Now coming back to the technology part of it, I so hear you. I have been thinking the same thing. Having a tool that helps sign up bloggers and organize blog tours is so essential to remain efficient especially for bigger companies. The emails bury the joy of organizing a tour that makes a difference to the book. I am delighted that you are working on something like that. Can you please notify me once it is ready? I would love to try out any automation that makes this easier. 

Thanks for sharing your thoughts. It is very helpful. 

Pretty much any industrial-grade CRM package will allow you to do something like this.

The difference in what I'm doing is that instead of setting it up as a subscription service (SAAS is the biggest scam going), I'm doing it using WordPress and a custom set of plugins.

That way I can explain how to do it on my blog and people can do it themselves, or hire me to set it up for them and make it a one-time or occasional expense instead of being held hostage forever by the company that owns their CRM solution.

Sounds like a good plan to me. Will  look forward to it.

I run my own blog tour company and PR business called Jitterbug PR.  I would love to answer your questions below. 

1)What are the basic problems you face when organizing blog tours? - Emails? Changing dates? managing available dates? communication with bloggers? etc.

 

The basic problem I've been having is emails not going through for some reason.  But, its not really a huge problem because I have blog tour hosts that let me know. 
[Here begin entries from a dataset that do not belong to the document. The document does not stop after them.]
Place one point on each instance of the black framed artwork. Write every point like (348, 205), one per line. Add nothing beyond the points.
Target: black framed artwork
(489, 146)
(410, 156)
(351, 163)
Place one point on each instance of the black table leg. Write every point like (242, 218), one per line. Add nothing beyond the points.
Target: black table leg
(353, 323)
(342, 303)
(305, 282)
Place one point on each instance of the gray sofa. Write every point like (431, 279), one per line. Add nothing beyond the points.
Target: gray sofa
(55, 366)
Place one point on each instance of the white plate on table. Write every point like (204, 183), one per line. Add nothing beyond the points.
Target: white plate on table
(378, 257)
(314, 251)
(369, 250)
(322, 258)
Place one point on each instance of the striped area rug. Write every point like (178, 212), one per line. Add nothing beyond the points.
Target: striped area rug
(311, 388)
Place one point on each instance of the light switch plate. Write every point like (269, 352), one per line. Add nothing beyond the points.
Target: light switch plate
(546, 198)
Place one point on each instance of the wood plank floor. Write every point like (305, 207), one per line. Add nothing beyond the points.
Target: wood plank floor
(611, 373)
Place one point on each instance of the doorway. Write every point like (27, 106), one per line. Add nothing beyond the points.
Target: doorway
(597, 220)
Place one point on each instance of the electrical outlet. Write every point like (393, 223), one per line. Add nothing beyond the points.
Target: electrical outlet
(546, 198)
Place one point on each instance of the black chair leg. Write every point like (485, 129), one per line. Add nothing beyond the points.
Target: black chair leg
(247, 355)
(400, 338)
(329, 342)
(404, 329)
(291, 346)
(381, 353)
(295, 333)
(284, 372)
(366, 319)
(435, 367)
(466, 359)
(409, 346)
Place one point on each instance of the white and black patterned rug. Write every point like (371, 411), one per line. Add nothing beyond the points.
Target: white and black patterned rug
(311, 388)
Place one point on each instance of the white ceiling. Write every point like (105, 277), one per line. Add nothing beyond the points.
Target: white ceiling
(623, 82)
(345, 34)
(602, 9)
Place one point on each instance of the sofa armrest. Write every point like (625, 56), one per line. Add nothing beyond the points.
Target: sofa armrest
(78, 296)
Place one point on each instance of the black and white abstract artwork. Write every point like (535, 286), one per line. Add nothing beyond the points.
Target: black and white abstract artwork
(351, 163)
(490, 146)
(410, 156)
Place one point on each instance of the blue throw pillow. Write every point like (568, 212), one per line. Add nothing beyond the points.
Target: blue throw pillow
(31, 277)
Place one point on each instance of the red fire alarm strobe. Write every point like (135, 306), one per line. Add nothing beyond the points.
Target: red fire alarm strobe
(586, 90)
2) How do you manage it? - Better emails? Using any apps? etc.

I just manage it by getting a better email company.  Which I'm working on now! lol

If you have any more questions don't hesitate to ask. 

Ali

1) The basic problems are people saying they can't do this or that at the last moment. It happens to all of us - family emergencies, or maybe they just can't finish the book, etc. - and then that leads to dates when nobody posts. So I've come up with a few "emergency hosts" who will host an excerpt, guest post or interview when someone drops out at the last minute.


I find little or no problems in emails or managing available dates anymore. I used to have that when I started out, but the longer you're in it, the less problems you have with that. Good communication with tour hosts is a must - I insist they can ask me all questions, and always try to respond in a timely manner.

Also, when they email you, don't read it and go "I'll answer this on a later date". Answer right away, or you'll forget it. Happened to me before. :P

2) I'm not a big fan of apps for this kind of thing. I like personal contact with tour hosts, and some of them have even become friends. I send out an email with tour dates and the kind of tour stops we're looking for, then people respond and I make a schedule. I send out reminder emails when needed (unless they've already mentioned they scheduled the post) and I try to make sure the guest posts and excerpt posts are scheduled before the tour starts or soon after.

The longer you do this, the easier it gets because you know all the things that could go wrong and work to avoid them. You also learn to work more efficiently. Keeping to-do lists works great as well.